Sometimes we even allow ourselves to dream. Steve Wynn, bless his heart, talked about getting the casinos of Las Vegas to pitch in on a three-hour bullet train between Vegas and L.A. Unfortunately, he sold his casinos before he could get the idea off the ground. (Steve! Open your new casino! Soon!)

Then there's the whole Meridian, Mississippi, debate. Plans are afoot--who knows if they survived the latest lean budget?--to make Meridian the southern crossroads of Amtrak, just as Chicago is the northern crossroads. The Sunset Limited (Orlando to L.A.) would be diverted northward to hook up with the Crescent at Meridian and the Texas Eagle at Dallas, with a stop in Phoenix instead of Tucson, where it could conceivably connect to the Southwest Chief, although that might be redundant.

And, of course, there's always the dream of shiny new high- speed European-style track. Dallas to Houston, two and a half hours. Chicago to St. Louis, three hours. New York to Niagara Falls, five hours.

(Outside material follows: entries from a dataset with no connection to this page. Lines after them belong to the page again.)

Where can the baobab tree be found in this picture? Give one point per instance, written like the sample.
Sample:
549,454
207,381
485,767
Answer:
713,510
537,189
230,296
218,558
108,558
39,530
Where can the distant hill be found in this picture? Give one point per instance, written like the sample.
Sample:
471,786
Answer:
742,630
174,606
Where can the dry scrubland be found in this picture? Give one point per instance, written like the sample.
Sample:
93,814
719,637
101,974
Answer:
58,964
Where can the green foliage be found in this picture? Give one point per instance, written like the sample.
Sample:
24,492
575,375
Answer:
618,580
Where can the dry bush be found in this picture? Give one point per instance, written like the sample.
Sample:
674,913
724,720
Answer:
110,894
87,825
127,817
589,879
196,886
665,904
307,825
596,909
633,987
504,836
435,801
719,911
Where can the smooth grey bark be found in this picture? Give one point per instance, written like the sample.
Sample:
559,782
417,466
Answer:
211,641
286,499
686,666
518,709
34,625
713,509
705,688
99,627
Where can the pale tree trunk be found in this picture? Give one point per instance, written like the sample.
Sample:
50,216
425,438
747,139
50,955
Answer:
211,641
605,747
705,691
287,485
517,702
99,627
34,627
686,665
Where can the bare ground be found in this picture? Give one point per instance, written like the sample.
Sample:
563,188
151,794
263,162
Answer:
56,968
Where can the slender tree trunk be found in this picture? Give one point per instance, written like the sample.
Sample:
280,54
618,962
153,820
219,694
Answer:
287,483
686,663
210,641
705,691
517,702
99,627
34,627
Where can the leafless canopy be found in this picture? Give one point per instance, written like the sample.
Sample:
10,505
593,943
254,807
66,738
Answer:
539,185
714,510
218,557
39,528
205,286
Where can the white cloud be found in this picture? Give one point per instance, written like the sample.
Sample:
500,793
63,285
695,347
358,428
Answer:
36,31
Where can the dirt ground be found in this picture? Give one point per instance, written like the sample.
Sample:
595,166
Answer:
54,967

It will never happen, of course. Don't even talk about it. And don't tell us any of your stories about riding the high-speed trains of Japan or France, or the elegant Canadian from Toronto to Vancouver, with its 30 sleeping cars and its four restaurants. We don't want to hear that.

Now if you want to talk about that banjo picker that used to perform in the parlor car of the Coast Starlight between Seattle and L.A., go right ahead. We liked that guy. We can find him. That's doable. That's an attainable goal. Or the Indian guide who gets on the Southwest Chief at Albuquerque and lectures about Native American reservation life all the way to Gallup. That's a distinctively Amtrakian perk, available nowhere else in the world.

But let's stay real. We're merely panicked right now. Let's enjoy that.